I keep wanting to make a series of diagrams to really understand Forth's program flow. It makes sense in concept, but when I go to program it, there are a lot of nuances I keep missing.

crq-yml•9mo ago
It took me a few tries(over a few years) to properly approach the task of writing a Forth, and when I approached it, I made my Forth in Lua, and all I really did was implement the wordlist in FORTH-83 as the spec indicated, and rewrite every time my model assumptions were off. No diving into assembly listings. Eventually I hit the metaprogramming words and those were where I grasped the ways in which the parser and evaluator overlap in a modal way - that aspect is the beating heart of a bootstrappable Forth system and once you have it, the rest is relatively trivial to build when starting from a high level environment.

The thing is, pretty much every modern high level language tends to feel a bit clumsy as a Forth because the emphasis of the execution model is different - under everything with an Algol-like runtime, there's a structured hierarchy of function calls with named parameters describing subprograms. Those are provisions of the compiler that automate a ton of bookkeeping and shape the direction of the code.

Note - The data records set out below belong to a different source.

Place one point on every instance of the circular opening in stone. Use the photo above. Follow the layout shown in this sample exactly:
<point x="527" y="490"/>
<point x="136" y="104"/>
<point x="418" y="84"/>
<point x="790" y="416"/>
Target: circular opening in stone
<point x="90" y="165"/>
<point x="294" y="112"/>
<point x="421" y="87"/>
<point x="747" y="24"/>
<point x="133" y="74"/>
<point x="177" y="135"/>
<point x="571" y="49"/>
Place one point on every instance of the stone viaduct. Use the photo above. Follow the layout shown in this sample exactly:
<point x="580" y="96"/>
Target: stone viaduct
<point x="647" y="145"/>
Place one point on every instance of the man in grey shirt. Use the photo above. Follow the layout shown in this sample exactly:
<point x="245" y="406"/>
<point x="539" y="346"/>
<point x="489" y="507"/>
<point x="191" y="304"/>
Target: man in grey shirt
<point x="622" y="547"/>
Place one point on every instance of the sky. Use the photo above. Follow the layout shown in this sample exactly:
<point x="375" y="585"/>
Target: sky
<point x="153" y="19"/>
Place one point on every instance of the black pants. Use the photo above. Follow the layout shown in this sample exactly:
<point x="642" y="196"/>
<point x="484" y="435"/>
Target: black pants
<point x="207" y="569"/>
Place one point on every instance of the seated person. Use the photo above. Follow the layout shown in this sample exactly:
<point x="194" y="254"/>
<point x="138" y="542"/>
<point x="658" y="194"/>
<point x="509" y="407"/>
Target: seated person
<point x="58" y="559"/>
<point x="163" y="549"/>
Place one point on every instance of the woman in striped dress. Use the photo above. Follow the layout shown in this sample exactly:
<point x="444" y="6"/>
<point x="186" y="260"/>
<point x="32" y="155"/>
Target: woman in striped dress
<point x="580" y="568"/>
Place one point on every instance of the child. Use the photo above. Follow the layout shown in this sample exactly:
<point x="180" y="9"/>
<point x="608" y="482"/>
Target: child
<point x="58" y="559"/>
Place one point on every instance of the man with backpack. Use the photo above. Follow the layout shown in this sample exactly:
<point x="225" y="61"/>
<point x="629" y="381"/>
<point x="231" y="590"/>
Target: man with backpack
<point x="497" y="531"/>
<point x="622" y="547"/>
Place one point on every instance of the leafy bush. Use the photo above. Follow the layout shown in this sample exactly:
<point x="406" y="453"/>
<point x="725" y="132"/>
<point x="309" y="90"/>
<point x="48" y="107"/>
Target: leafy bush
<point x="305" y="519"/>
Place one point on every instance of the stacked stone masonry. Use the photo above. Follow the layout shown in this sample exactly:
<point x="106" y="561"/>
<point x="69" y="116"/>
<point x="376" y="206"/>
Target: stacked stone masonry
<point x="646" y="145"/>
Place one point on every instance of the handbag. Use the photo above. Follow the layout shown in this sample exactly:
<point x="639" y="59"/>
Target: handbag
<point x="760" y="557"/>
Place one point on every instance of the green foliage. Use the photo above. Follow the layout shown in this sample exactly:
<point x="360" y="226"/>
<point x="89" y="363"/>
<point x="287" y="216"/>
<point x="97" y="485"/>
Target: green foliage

It's easier to see what's going on when starting from the metaphor of a line-number BASIC (as on most 8-bit micros) where program execution is still spatial in nature and there usually aren't function calls and sometimes not even structured loops, so GOTO and global temporaries are used heavily instead. That style of coding maps well to assembly, and the Forth interpreter adds just a bit of glue logic over it.

When I try to understand new systems, now, I will look for the SEE word and use that to tear things down word by word. But I still usually don't need to go down to the assembly(although some systems like GForth do print out an assembly listing if asked about their core wordset).

zck•9mo ago
I understand implementing words as you think they should be. However, you need the core first, and that's where I'm working right now. I'm trying to get the central loop, dictionary, and threading model functional.

Which brings up another complication -- the threading model. There are multiple, of course. But sometimes I want to figure out, for example, what the `w` variable does. Is it different between indirect threading and subroutine threading? Maybe!

anthk•9mo ago
This is fun too

      https://github.com/howerj/subleq/
but you might need to edit subleq.fth and create a new image with some of the constants named opt.* settings set to 1 (enabled) in order to enable do...loop support and such. After you enabled them, try ./sublec ./sublrec.dec < ./sublec.fth > new.dec, wait a lot, and then run ./subleq sublec.dec .

In order to save lots of time, clone the muxleq repo https://github.com/howerj/muxleq , edit muxleq.fth as always, and then run ./muxleq ./muxlec.dec < muxlec.fth > new.dec, and ./muxlec ./new.dec to run the new DEC EForth image.

Is not especially fast but it's a ready to run Forth and the Subleq machine can be compiled even under Windows XP and up with Min-C or any bundled C compiled on GNU/Linux BSD, from cproc to tcc, gcc or clang. If some of your code runs fast under Muxleq+EForth, it will fly under PForth and GForth.

https://minc.commandlinerevolution.nl/english/home.html

The speeds I get under an n270 atom with Muxleq are almost like a Forth machine under a boosted up 8 bit machine, kinda like an 8MHZ z80 with a native Forth, or a very low end M68k machine.

anthk•9mo ago
Well I made a typo in the former comment; in order to run the NEW subleq.fth image, as you might guessed it's './subleq ./new.dec' .

I post this because I can't edit my comment any more.